Hoje vejo uma nesga de sol entrar

Neste mês de dezembro a chuva cai sem cessar.

Mal se vê a luz do sol. Tudo se mostra cinzento.

O azul mal se mostra.

Naquela localidade erma, longe de tudo e de todos, vivia um homem solitário.

Ernesto, desde quando perdeu a esposa, num acidente fatídico, elegeu viver sozinho. Não teve tempo de constituir família. Daí a solidão que o encontrei, naquele começo de dezembro.

Passei por ali por um acaso. Não era aquele o meu destino.

Gostaria de chegar a um lugar encantado. Onde pássaros cantassem, onde saracurinhas espertas cruzassem o meu caminho, onde o bicho homem raramente chegasse. Pois gostaria de experimentar o murmúrio de um riacho, onde lambarizinhos nadassem sem medo de serem pescados.

Foi numa manhã de sábado que me deparei com o Ernesto. Ele estava à sombra de uma grande árvore. Desiludido com o mundo ao derredor.

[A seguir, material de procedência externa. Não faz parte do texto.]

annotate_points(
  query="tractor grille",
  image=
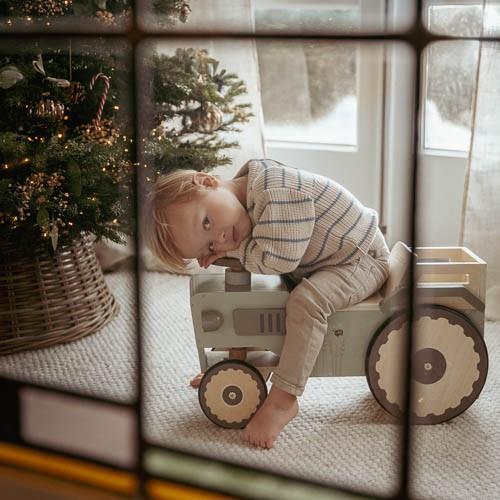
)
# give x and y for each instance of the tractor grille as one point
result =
(259, 321)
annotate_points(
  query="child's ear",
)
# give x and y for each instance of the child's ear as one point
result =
(204, 179)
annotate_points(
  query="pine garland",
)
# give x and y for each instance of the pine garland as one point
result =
(194, 103)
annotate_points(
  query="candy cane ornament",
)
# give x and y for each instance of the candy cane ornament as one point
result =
(104, 94)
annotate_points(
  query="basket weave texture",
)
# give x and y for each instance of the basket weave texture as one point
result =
(49, 298)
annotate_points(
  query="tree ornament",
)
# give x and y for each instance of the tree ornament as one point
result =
(47, 109)
(46, 8)
(104, 132)
(104, 94)
(9, 76)
(206, 119)
(184, 13)
(38, 67)
(77, 92)
(105, 16)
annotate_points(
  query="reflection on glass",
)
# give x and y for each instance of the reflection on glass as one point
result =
(451, 81)
(56, 15)
(321, 17)
(321, 82)
(308, 17)
(465, 19)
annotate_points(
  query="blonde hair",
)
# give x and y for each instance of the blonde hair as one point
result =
(172, 188)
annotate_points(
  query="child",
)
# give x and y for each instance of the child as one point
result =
(275, 220)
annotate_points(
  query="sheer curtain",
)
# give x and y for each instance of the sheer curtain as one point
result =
(481, 208)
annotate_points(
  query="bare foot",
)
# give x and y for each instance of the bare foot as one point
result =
(196, 381)
(278, 409)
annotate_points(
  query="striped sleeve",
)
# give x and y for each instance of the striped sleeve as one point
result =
(284, 222)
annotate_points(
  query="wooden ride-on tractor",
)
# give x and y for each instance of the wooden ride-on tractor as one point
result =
(239, 324)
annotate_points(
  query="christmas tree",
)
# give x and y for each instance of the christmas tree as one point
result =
(193, 104)
(64, 143)
(65, 135)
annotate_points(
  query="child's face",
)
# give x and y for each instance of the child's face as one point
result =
(213, 222)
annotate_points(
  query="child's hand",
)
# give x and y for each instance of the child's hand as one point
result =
(210, 259)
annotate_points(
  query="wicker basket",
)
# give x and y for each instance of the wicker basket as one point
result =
(47, 299)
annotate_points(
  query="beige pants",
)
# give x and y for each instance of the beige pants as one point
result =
(314, 299)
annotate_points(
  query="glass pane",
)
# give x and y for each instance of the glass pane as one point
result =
(321, 82)
(77, 16)
(182, 80)
(450, 80)
(464, 19)
(293, 17)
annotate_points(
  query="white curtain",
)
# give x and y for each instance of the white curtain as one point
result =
(481, 210)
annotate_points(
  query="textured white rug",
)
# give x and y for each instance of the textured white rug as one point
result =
(341, 435)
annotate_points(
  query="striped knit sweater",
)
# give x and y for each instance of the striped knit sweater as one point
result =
(301, 221)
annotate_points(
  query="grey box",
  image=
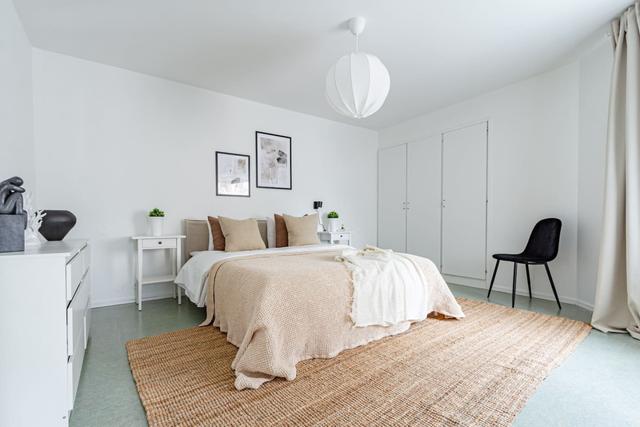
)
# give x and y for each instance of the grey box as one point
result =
(12, 232)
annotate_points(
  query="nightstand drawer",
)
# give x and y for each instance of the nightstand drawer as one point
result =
(158, 243)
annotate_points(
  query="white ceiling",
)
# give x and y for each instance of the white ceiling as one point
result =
(278, 52)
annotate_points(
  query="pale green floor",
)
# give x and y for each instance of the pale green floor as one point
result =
(598, 384)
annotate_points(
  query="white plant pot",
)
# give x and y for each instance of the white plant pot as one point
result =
(156, 224)
(332, 224)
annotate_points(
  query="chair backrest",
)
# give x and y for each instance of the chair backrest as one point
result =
(544, 240)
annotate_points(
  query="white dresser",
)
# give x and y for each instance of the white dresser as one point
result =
(44, 328)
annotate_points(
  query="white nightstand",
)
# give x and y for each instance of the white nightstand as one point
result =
(145, 243)
(333, 237)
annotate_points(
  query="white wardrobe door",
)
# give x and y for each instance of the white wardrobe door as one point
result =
(423, 196)
(464, 198)
(392, 185)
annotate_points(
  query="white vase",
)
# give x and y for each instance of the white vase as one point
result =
(156, 223)
(332, 224)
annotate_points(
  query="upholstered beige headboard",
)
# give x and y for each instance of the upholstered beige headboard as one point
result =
(197, 231)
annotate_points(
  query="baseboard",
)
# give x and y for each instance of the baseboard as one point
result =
(536, 294)
(129, 300)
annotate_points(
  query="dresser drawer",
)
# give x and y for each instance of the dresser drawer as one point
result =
(158, 243)
(76, 318)
(74, 369)
(75, 271)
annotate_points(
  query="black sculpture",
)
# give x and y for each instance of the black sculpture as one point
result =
(11, 196)
(13, 219)
(56, 224)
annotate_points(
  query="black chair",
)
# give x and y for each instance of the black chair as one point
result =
(541, 248)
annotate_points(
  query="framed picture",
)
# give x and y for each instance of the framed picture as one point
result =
(273, 161)
(232, 174)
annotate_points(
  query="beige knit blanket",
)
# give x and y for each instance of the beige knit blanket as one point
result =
(280, 309)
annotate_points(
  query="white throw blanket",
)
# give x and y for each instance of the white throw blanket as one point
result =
(388, 287)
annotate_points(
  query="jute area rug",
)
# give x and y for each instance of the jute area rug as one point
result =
(478, 371)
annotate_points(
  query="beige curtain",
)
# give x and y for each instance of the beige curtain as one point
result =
(617, 305)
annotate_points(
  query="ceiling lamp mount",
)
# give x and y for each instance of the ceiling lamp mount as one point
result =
(358, 84)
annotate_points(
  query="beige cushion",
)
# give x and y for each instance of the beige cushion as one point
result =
(302, 230)
(282, 235)
(241, 235)
(216, 234)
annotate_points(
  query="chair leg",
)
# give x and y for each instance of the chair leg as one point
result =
(513, 292)
(553, 287)
(495, 270)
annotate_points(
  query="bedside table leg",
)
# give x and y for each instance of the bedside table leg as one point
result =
(139, 275)
(174, 271)
(177, 268)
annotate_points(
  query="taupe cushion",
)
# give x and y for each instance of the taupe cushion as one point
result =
(302, 230)
(282, 236)
(241, 235)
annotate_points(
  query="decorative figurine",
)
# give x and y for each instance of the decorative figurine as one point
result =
(34, 220)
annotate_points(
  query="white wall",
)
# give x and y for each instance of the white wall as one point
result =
(595, 81)
(111, 144)
(16, 101)
(534, 133)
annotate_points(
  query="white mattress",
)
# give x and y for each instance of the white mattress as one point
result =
(192, 277)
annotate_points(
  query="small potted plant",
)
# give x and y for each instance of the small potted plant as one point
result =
(156, 221)
(332, 223)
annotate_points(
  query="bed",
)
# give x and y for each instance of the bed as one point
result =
(282, 306)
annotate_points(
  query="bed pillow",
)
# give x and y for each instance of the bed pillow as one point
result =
(217, 237)
(241, 234)
(282, 237)
(302, 230)
(271, 232)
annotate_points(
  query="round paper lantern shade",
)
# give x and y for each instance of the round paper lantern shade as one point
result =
(357, 85)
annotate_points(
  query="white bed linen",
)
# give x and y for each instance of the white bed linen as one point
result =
(192, 277)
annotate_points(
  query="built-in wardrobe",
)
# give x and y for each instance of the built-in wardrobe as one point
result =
(432, 199)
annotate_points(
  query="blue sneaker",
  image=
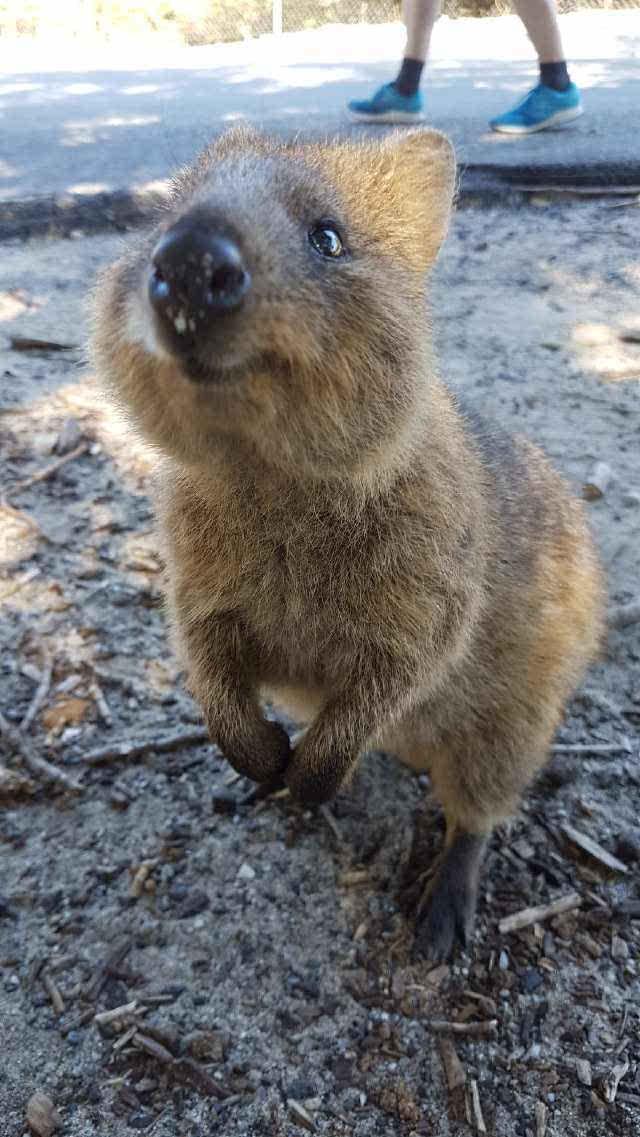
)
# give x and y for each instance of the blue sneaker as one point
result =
(388, 106)
(541, 108)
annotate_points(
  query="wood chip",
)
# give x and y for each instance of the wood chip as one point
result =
(593, 849)
(53, 993)
(475, 1029)
(196, 1076)
(134, 748)
(478, 1119)
(299, 1115)
(528, 916)
(583, 1071)
(115, 1013)
(453, 1065)
(485, 1002)
(42, 475)
(14, 783)
(140, 877)
(613, 1080)
(104, 707)
(41, 1114)
(41, 693)
(35, 764)
(596, 484)
(624, 614)
(152, 1047)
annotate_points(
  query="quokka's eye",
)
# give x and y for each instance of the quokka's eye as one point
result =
(326, 240)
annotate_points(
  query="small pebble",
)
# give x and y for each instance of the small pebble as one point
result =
(246, 872)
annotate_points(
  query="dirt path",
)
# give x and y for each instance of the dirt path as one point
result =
(265, 949)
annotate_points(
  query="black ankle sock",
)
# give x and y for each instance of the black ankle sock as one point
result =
(409, 76)
(555, 75)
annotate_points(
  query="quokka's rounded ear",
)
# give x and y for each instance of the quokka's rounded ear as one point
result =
(424, 175)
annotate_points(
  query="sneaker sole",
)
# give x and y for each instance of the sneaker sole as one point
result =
(558, 119)
(388, 116)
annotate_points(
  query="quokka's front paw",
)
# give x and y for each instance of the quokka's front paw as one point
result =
(262, 754)
(313, 786)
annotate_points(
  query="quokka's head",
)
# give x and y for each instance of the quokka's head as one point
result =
(277, 308)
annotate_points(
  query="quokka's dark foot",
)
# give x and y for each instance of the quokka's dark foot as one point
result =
(447, 912)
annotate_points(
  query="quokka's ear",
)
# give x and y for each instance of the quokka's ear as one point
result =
(398, 191)
(422, 182)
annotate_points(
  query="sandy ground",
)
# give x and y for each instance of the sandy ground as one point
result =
(263, 954)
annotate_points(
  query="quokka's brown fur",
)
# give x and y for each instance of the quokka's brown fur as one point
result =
(340, 532)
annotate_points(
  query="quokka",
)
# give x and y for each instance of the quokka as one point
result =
(341, 534)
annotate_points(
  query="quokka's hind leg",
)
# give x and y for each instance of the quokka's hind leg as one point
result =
(447, 911)
(479, 786)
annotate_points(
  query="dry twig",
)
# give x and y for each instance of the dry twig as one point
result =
(133, 748)
(475, 1029)
(42, 475)
(613, 1080)
(593, 849)
(478, 1119)
(104, 707)
(36, 765)
(41, 691)
(451, 1063)
(528, 916)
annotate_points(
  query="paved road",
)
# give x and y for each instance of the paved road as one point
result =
(84, 122)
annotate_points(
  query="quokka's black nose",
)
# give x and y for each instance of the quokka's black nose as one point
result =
(196, 275)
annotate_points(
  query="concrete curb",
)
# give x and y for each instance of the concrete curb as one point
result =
(64, 215)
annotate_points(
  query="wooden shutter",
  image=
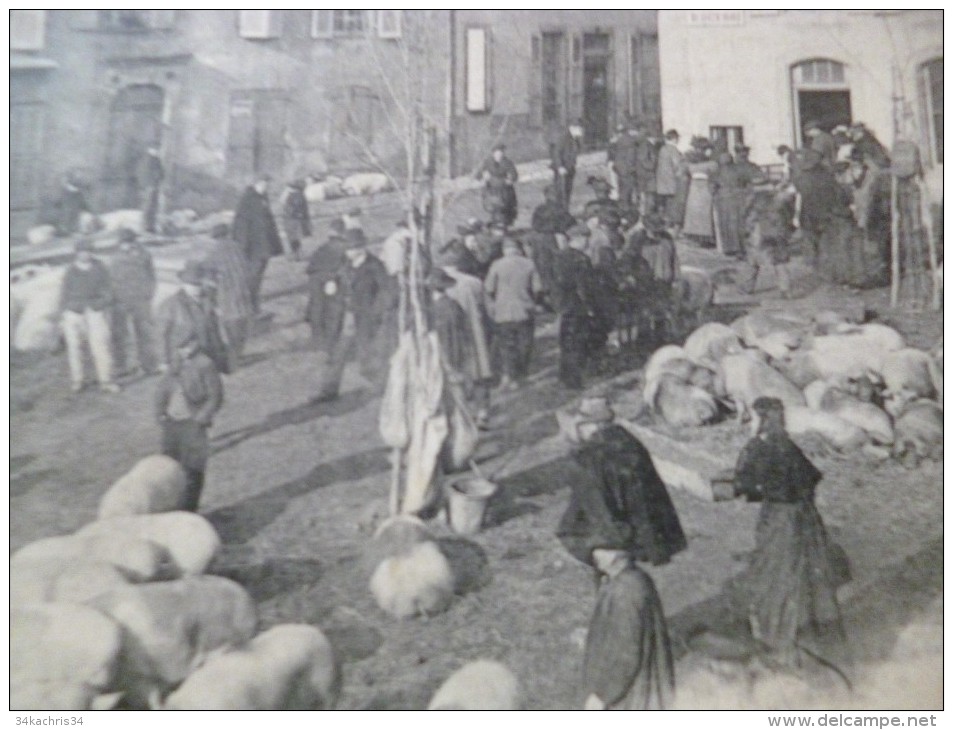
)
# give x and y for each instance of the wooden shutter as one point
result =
(389, 23)
(536, 81)
(322, 23)
(575, 76)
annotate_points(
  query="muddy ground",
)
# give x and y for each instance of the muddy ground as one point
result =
(289, 480)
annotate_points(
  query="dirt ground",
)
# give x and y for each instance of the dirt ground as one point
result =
(289, 480)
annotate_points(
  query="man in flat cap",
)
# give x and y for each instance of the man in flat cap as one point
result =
(369, 303)
(256, 234)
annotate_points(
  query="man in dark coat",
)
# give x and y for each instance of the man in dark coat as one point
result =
(574, 300)
(628, 663)
(325, 309)
(256, 233)
(369, 303)
(191, 310)
(563, 152)
(188, 397)
(149, 175)
(618, 500)
(499, 196)
(133, 276)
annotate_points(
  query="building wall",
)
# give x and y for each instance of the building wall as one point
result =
(735, 69)
(514, 81)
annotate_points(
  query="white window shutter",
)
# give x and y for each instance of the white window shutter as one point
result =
(257, 24)
(163, 19)
(322, 23)
(27, 30)
(389, 23)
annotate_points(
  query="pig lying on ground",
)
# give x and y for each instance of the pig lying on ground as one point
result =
(189, 538)
(40, 235)
(412, 576)
(913, 371)
(681, 404)
(62, 656)
(744, 378)
(366, 183)
(171, 628)
(918, 433)
(711, 342)
(479, 685)
(155, 484)
(38, 570)
(289, 667)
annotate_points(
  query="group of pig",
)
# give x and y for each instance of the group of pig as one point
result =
(854, 386)
(122, 613)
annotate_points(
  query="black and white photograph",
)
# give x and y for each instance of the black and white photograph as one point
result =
(477, 360)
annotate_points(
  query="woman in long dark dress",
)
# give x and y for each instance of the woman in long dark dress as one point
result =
(618, 500)
(790, 585)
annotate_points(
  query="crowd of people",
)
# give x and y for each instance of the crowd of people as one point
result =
(604, 275)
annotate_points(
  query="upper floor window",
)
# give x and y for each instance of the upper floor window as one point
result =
(820, 72)
(257, 24)
(27, 30)
(133, 20)
(344, 23)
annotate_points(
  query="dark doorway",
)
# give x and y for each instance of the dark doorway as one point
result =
(828, 108)
(595, 79)
(135, 123)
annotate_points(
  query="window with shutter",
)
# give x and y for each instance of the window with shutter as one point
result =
(27, 30)
(257, 24)
(389, 23)
(477, 54)
(321, 23)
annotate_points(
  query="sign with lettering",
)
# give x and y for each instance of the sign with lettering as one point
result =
(716, 17)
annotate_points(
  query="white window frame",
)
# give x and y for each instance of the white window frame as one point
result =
(477, 70)
(27, 30)
(257, 24)
(389, 23)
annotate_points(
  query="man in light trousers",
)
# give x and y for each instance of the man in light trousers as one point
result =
(85, 302)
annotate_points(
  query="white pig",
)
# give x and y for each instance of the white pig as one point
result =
(288, 667)
(155, 484)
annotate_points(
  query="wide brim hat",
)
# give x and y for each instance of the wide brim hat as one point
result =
(354, 238)
(193, 273)
(440, 280)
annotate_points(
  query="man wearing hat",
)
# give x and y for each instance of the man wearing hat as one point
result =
(133, 276)
(296, 218)
(85, 300)
(575, 300)
(190, 312)
(623, 161)
(232, 297)
(563, 152)
(325, 309)
(187, 399)
(822, 142)
(256, 234)
(499, 175)
(823, 206)
(370, 302)
(618, 500)
(513, 288)
(671, 178)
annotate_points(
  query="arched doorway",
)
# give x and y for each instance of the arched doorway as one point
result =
(821, 93)
(135, 123)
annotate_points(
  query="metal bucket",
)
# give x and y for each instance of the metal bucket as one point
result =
(466, 503)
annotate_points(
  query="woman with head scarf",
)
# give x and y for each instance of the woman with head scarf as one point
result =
(790, 585)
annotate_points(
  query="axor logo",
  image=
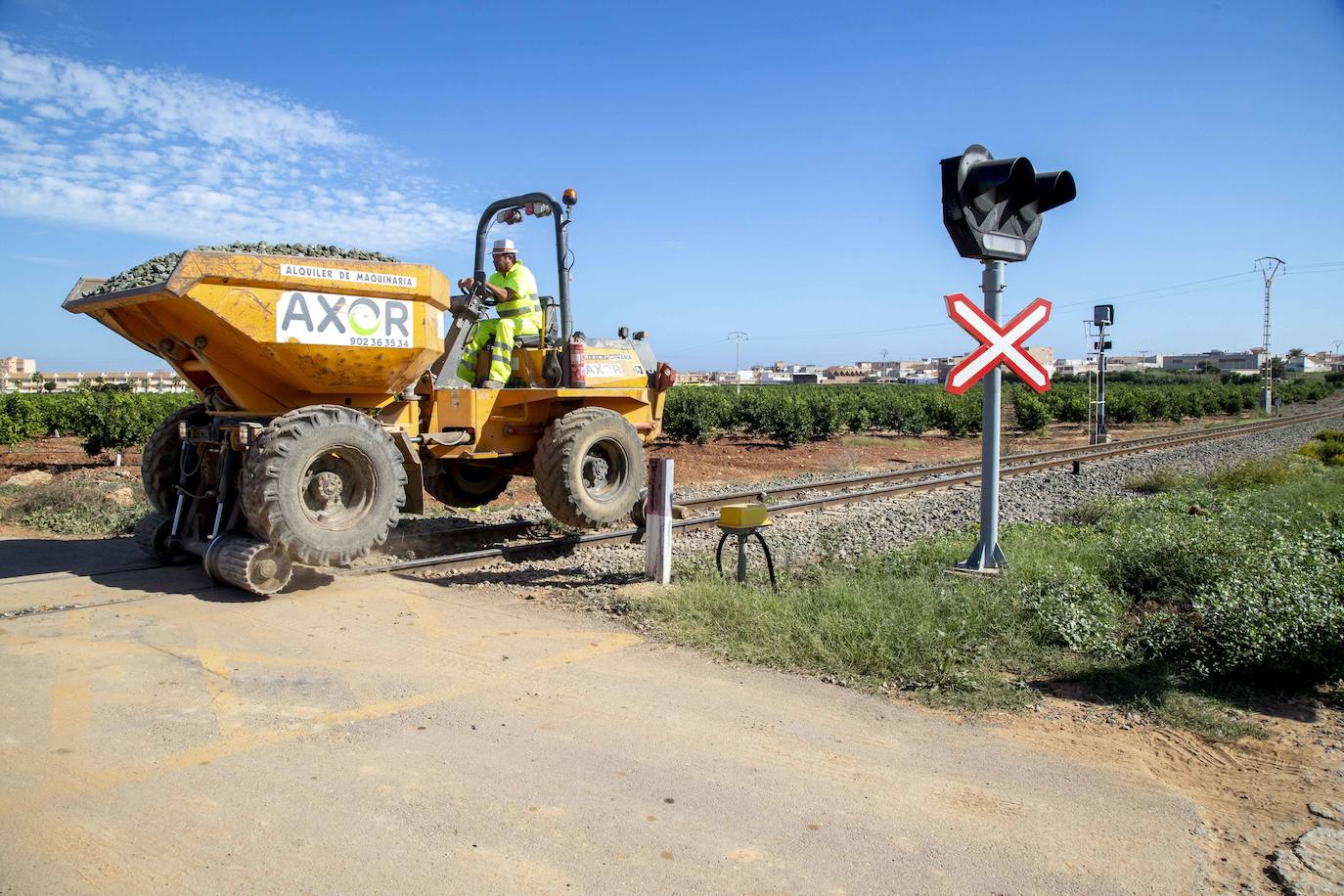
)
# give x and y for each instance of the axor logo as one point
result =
(343, 320)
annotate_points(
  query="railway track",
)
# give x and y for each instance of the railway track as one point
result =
(841, 490)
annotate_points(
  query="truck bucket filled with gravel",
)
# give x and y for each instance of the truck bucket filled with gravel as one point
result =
(277, 332)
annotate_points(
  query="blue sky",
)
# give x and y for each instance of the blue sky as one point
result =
(765, 166)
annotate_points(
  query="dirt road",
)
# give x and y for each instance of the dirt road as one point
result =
(398, 735)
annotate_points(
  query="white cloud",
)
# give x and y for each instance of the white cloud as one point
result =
(202, 160)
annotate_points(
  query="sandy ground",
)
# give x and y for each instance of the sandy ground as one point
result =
(165, 740)
(397, 735)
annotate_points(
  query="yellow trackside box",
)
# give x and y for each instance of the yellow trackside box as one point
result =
(742, 516)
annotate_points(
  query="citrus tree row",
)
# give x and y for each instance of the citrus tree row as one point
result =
(793, 414)
(785, 414)
(107, 420)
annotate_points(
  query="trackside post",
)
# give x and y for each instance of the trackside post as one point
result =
(657, 531)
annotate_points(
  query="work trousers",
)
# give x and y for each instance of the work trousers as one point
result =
(500, 332)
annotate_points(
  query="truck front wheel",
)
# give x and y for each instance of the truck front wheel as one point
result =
(589, 468)
(324, 484)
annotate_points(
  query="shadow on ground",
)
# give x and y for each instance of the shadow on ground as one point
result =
(117, 563)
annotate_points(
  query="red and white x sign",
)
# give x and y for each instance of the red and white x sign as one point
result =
(998, 344)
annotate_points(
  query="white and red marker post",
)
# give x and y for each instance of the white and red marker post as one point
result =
(998, 345)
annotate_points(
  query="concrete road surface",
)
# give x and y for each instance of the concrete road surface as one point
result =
(394, 735)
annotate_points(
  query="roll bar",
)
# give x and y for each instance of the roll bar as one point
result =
(562, 218)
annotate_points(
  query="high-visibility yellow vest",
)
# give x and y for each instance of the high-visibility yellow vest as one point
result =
(524, 291)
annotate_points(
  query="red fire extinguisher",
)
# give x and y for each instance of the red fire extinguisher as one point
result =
(578, 363)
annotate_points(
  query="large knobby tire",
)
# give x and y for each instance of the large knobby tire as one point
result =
(324, 484)
(160, 465)
(589, 468)
(466, 485)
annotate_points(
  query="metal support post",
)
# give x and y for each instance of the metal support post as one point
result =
(1100, 435)
(1268, 266)
(988, 554)
(657, 529)
(737, 336)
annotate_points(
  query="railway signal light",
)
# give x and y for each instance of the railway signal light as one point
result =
(992, 207)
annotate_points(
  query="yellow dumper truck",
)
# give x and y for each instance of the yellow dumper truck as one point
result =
(330, 405)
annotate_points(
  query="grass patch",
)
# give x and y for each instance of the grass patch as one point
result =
(1181, 606)
(72, 507)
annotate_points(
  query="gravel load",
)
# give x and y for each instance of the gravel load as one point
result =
(157, 270)
(884, 524)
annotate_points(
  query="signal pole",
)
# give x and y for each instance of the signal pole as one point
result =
(737, 336)
(1268, 267)
(987, 554)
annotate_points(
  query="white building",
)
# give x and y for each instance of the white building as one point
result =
(71, 381)
(1232, 362)
(1303, 364)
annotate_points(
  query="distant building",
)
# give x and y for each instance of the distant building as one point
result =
(71, 381)
(1303, 364)
(15, 367)
(1043, 353)
(1074, 367)
(1117, 363)
(1230, 362)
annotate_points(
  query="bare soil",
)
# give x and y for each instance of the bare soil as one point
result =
(1251, 794)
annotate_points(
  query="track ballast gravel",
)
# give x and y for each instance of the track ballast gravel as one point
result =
(888, 522)
(160, 267)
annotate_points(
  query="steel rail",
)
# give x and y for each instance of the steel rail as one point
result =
(1038, 461)
(891, 475)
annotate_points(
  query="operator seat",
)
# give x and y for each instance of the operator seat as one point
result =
(553, 319)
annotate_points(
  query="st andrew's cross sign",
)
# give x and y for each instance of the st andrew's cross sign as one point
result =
(998, 344)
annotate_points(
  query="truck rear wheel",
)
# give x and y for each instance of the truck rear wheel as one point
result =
(323, 484)
(160, 464)
(466, 485)
(589, 468)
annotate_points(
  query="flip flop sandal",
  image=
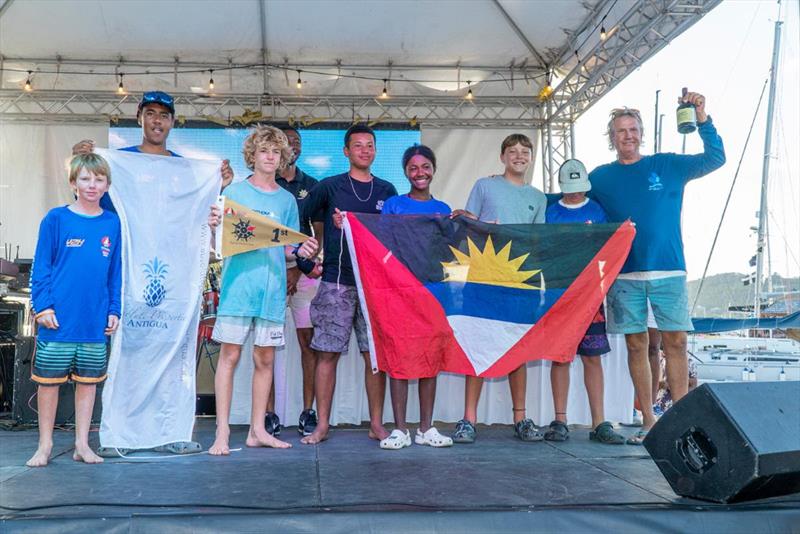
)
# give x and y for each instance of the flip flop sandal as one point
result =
(180, 447)
(112, 452)
(396, 440)
(637, 438)
(558, 431)
(604, 433)
(433, 438)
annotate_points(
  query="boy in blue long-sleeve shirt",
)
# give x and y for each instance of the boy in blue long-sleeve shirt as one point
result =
(76, 294)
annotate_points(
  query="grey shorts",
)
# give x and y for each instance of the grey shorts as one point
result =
(334, 314)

Era quase final de ano. Um ano que não deixou boas lembranças. Foi quando ele perdeu a mulher amada. E nunca mais um sorriso iluminou aquela face inexpressiva.

Já bem sabia da vida triste daquele homem solitário. Por ouvir falar. Não por tê-lo antes conhecido.

Naquela manhã de sábado chovia mansamente. Parecia que a chuva iria continuar dias afora. Afinal era dezembro. Mês de chuvas intensas. Céu cinzento. Temperatura amena.

Assim que me deparei com aquele homem tristonho não me contive. Estacionei minha caminhonetinha prateada junto dele.

Queria saber o porquê de sua apatia. A razão de sua infelicidade que se mostrava a olhos vistos.

Sem querer bisbilhotar a vida alheia, comecei a inquisição desta maneira: “meu senhor, por que se mostra triste? Seria devido à chuva que não deixa de cair? Ou talvez à cinzentice das nuvens? Ou seria por outro motivo qualquer”?

Foi quando dele ouvi este desabafo: “quer mesmo saber? Tudo tem contribuído para a minha melancolia. Em primeiro lugar perdi a única pessoa que em verdade amava. A ela dedicava todo amor de minha vida. E ela me deixou sem avisar. Numa tarde escura como esta. Desde então passei a viver nesta solidão. Não mais tenho razão para continuar a viver desta maneira. Espero que no próximo ano não mais esteja por aqui. Desejo, de coração aberto, encontrá-la novamente noutro lugar. Longe de tudo isso. E pertinho de Deus Pai. Assim talvez encontre a paz que tanto preciso.”

Não tive como contestar-lhe a amargura. Neste exato momento fez-se o sol. Uma nesga de claridade iluminou a linha do horizonte. A cinzentice das nuvens de repente converteu-se numa azulice intensa. Foi quando percebi, nos lábios de Ernesto, um leve sorriso.

Como a clarume de um dia faz milagres. Embora aprecie a chuva o cinza me faz mal. Faz-me falta a luz do sol. Como me faz falta ver a alegria das pessoas.